I had been depressed for at least a year when I went to my doctor for help and began taking an antidepressant. I came out of the tunnel vision of depression quickly with the help of medication. Almost as soon as I did, I realized it was time to do something new.
I began preaching as a teen age boy in 1976. I began making my living as a minister in 1979. I worked mostly as a pastoral counselor specializing in marriage and family therapy after 1982. I made a good living until moving to Alpharetta, Georgia in 1995. I never had enough clients to make more than a $1000 per month in Georgia despite establishing three new counseling centers in churches and doing a little specialized consulting work on the side.
I left the ministry in 1997 to become an information technology professional and then a financial analyst.
The chair of my ordination committee from 1980 found me in 2010 and asked me to join the board of the Ministering to Ministers Foundation where he was Executive Director. MTM helps ministers who are experiencing personal or professional crisis due to deteriorating congregational relationships or terminations. There were several others on the board whom I knew from my ministerial days.
I enjoyed hanging out with ministers, albeit at our semi-annual board meetings.
One day, four of us from the board went out to an all-you can eat buffet for lunch. I ate my first plate faster than everybody else and was back at the table working on my second when they left to get more food. While they were gone, a big African-American woman with prominent tattoos leaned over from the table next to ours and asked me in a conspiratorial voice, “Is ya’ll preachers?” I said, “Yes ma’am. We are.” She grinned big and said, “I knew it! I knew you was preachers! I’m a church girl. I knew you was preachers.” I grinned back at her.
I don’t remember what year it was that I owned up to being a preacher at the all you can eat buffet, but looking back, I think I returned to the ministry while talking with that happy woman with all the tattoos on her arms.

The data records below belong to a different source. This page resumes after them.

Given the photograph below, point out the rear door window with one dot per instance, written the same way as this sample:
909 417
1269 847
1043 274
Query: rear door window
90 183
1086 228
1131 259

I still make my living as a financial analyst and would like to keep my job until I turn 80, but you don’t have to make your living as a minister to be a minister. A woman I have known through work for 3 or 4 years asked me today if I would conduct her funeral if I were still alive when the time comes. I said, “Yes. It would be an honor.”
She explained that it was important that any minister who spoke at her funeral should love her and that the only other minister who loved her was already dead and she knew that I loved her.
I had never thought about it before, but I do love her. And that is kind of amazing. We talk maybe 30 minutes per week and what we talk about is mostly chitchat. She tells me about her family and friends and I tell her the funny stories my pastor told on Sunday. And yet I have become her minister and she has become my friend. And it is an honor.